Microsoft s'est fait pogner les culottes baissées cette semaine quand les utilisateurs ont remarqué que les conditions d'utilisation de Copilot disent littéralement que l'AI est « à des fins de divertissement seulement » et « peut faire des erreurs » qui la rendent peu fiable pour des « conseils importants ». Ça pendant que Microsoft fourre agressivement Copilot dans Paint, Notepad, et chaque outil de productivité qu'ils peuvent toucher. La compagnie a vite fait marche arrière, appelant ça du « langage hérité » qui serait mis à jour, mais le mal était fait.
C'est pas juste Microsoft qui est négligent avec leur texte légal — c'est la contradiction fondamentale de toute l'industrie de l'AI mise à nu. Les compagnies vendent l'AI comme des outils de productivité révolutionnaires tout en se dégageant légalement de toute responsabilité quand ces outils hallucinent inévitablement, font des erreurs, ou donnent des conseils pourris. OpenAI avertit les utilisateurs de pas traiter ChatGPT comme « une source unique de vérité », et xAI dit que Grok pourrait « être offensant » ou fabriquer des faits. Pourtant ces mêmes compagnies poussent les clients entreprise à intégrer l'AI dans des workflows critiques.

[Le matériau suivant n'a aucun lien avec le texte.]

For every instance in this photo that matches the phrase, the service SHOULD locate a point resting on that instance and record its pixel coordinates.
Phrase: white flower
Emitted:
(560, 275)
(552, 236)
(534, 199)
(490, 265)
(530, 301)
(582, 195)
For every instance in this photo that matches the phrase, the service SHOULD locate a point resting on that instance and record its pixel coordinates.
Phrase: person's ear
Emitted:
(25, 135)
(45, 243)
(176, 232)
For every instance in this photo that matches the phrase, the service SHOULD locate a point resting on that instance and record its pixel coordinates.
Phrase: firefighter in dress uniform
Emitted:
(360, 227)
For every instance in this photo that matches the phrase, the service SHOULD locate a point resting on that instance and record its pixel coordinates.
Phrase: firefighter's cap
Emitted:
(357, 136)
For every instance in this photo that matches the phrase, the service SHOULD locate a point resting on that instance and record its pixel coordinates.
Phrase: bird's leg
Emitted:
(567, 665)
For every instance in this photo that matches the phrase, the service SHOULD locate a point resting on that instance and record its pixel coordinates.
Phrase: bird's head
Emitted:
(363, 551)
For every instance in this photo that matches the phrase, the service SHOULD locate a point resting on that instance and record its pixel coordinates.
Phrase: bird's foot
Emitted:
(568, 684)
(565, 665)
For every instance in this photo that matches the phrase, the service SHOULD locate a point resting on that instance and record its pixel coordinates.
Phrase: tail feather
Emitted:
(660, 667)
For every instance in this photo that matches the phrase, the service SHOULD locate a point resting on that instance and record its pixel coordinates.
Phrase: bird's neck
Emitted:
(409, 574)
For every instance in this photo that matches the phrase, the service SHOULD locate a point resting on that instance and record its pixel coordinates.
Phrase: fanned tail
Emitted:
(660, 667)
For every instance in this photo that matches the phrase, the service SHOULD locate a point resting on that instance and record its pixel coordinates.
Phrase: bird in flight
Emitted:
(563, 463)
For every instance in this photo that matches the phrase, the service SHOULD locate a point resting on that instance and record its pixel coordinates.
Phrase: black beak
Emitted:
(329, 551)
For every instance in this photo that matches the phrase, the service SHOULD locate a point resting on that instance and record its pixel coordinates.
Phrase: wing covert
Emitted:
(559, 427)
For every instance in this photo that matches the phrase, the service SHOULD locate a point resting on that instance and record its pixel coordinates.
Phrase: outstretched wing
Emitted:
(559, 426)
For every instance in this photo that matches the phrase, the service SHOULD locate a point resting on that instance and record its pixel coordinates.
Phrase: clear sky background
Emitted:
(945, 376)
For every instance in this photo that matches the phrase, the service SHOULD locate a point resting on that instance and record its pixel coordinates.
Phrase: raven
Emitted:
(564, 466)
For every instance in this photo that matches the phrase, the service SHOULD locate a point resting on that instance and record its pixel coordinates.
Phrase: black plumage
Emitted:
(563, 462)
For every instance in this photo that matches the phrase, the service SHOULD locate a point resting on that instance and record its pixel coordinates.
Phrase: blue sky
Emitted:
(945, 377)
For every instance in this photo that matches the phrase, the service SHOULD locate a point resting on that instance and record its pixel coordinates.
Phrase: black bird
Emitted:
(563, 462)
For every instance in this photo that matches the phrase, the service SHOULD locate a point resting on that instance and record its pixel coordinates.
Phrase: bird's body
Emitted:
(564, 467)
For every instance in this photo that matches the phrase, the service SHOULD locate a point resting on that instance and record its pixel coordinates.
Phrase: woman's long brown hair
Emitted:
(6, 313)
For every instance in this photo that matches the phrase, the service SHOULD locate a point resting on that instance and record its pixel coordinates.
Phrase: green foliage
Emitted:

La réaction sur Reddit était brutale mais précise : « Si Microsoft fait pas confiance à Copilot, pourquoi moi j'devrais ? » Un utilisateur a noté qu'un tiers de l'économie américaine a investi dans une technologie qui est apparemment juste pour le divertissement. Tu achèterais pas un char avec une clause qui dit « fais pas confiance à ça pour le transport », pourtant c'est exactement ce qui arrive avec les outils AI marketés comme des améliorateurs de productivité.
Pour les développeurs et les builders d'AI, ça devrait être un wake-up call à propos de la responsabilité et des attentes. Si vous intégrez l'AI dans des systèmes de production, fiez-vous pas au marketing des vendeurs — lisez leurs vraies conditions. Bâtissez vos propres couches de validation, maintenez une supervision humaine, et fixez des attentes réalistes pour les utilisateurs. Le décalage entre le hype de l'AI et la réalité légale disparaîtra pas de sitôt.